Model card code for local inference doesn't work
Hi, I'm trying to run this locally.
There's some obvious bugs in code given in the model card (like import torch
missing, or model
not being defined, or part of the model being on the GPU and part on the CPU).
After fixing them, I end up with:
import torch
from transformers import AutoTokenizer, AutoModelForCausalLM
from snac import SNAC
device = torch.device('cuda')
base_model = AutoModelForCausalLM.from_pretrained("canopylabs/3b-es_it-pretrain-research_release", torch_dtype=torch.float16)
tokenizer = AutoTokenizer.from_pretrained("canopylabs/3b-es_it-pretrain-research_release")
snac_model = SNAC.from_pretrained("hubertsiuzdak/snac_24khz").to(device)
prompt = "alloy (intense_fear_dread_apprehension_and_horror): Estoy atrapado, por favor ayúdame."
input_ids = tokenizer(prompt, return_tensors="pt").input_ids
output = base_model.generate(input_ids)
audio_tokens = output[0].tolist() # Postprocess generated tokens (simplified)
trimmed = [t - 128266 for t in audio_tokens if t >= 128266] # Trim to multiple of 7, subtract offset, and decode
layer_1, layer_2, layer_3 = [], [], []
for i in range(len(trimmed) // 7):
layer_1.append(trimmed[7*i])
layer_2.append(trimmed[7*i+1])
layer_3.extend(trimmed[7*i+2:7*i+4])
layer_2.append(trimmed[7*i+4])
layer_3.extend(trimmed[7*i+5:7*i+7])
layers = [
torch.tensor(layer_1).unsqueeze(0).to(device),
torch.tensor(layer_2).unsqueeze(0).to(device),
torch.tensor(layer_3).unsqueeze(0).to(device),
]
audio = snac_model.decode(layers).squeeze().cpu().numpy()
which now gives the error:
The attention mask and the pad token id were not set.
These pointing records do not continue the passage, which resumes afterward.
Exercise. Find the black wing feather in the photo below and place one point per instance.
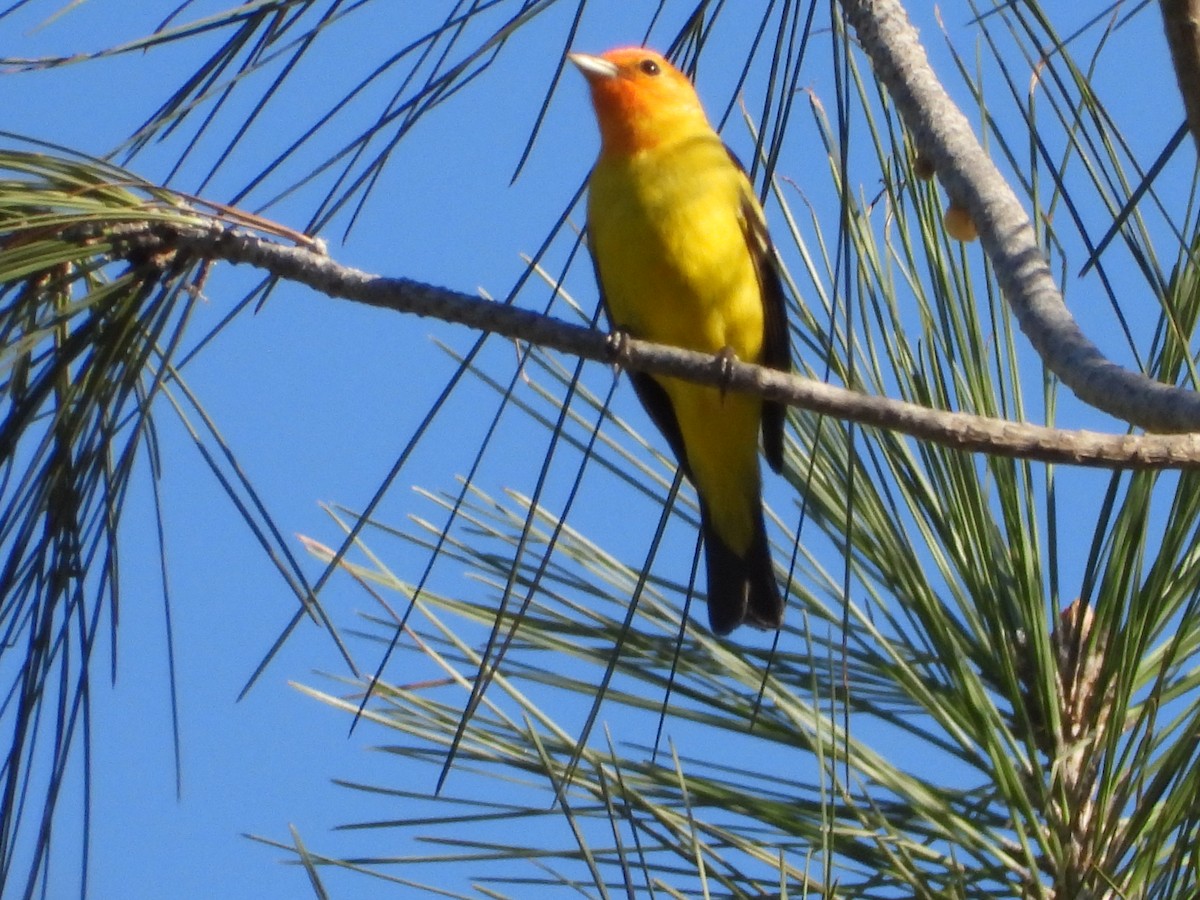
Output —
(777, 346)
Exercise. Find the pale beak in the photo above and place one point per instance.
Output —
(593, 66)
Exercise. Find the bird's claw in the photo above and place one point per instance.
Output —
(618, 348)
(725, 360)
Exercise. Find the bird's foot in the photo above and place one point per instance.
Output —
(618, 349)
(725, 360)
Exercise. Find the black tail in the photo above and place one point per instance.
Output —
(741, 589)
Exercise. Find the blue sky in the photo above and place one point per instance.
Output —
(317, 397)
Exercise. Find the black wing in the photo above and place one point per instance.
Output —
(777, 346)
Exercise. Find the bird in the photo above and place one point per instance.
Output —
(682, 257)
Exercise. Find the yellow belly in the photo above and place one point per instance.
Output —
(667, 233)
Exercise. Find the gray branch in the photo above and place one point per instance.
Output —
(955, 430)
(943, 135)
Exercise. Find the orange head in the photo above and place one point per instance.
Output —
(641, 100)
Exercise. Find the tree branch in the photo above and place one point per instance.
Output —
(943, 135)
(1181, 22)
(954, 430)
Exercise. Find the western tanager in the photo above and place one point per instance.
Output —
(682, 257)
As a consequence, you may observe unexpected behavior. Please pass your input's `attention_mask` to obtain reliable results.
Setting `pad_token_id` to `eos_token_id`:128001 for open-end generation.
The attention mask is not set and cannot be inferred from input because pad token is same as eos token. As a consequence, you may observe unexpected behavior. Please pass your input's `attention_mask` to obtain reliable results.
/pytorch/aten/src/ATen/native/cuda/Indexing.cu:1500: indexSelectSmallIndex: block: [0,0,0], thread: [0,0,0] Assertion `srcIndex < srcSelectDimSize` failed.
/pytorch/aten/src/ATen/native/cuda/Indexing.cu:1500: indexSelectSmallIndex: block: [0,0,0], thread: [1,0,0] Assertion `srcIndex < srcSelectDimSize` failed.
/pytorch/aten/src/ATen/native/cuda/Indexing.cu:1500: indexSelectSmallIndex: block: [0,0,0], thread: [2,0,0] Assertion `srcIndex < srcSelectDimSize` failed.
/pytorch/aten/src/ATen/native/cuda/Indexing.cu:1500: indexSelectSmallIndex: block: [0,0,0], thread: [3,0,0] Assertion `srcIndex < srcSelectDimSize` failed.
/pytorch/aten/src/ATen/native/cuda/Indexing.cu:1500: indexSelectSmallIndex: block: [0,0,0], thread: [4,0,0] Assertion `srcIndex < srcSelectDimSize` failed.
/pytorch/aten/src/ATen/native/cuda/Indexing.cu:1500: indexSelectSmallIndex: block: [0,0,0], thread: [5,0,0] Assertion `srcIndex < srcSelectDimSize` failed.
/pytorch/aten/src/ATen/native/cuda/Indexing.cu:1500: indexSelectSmallIndex: block: [0,0,0], thread: [6,0,0] Assertion `srcIndex < srcSelectDimSize` failed.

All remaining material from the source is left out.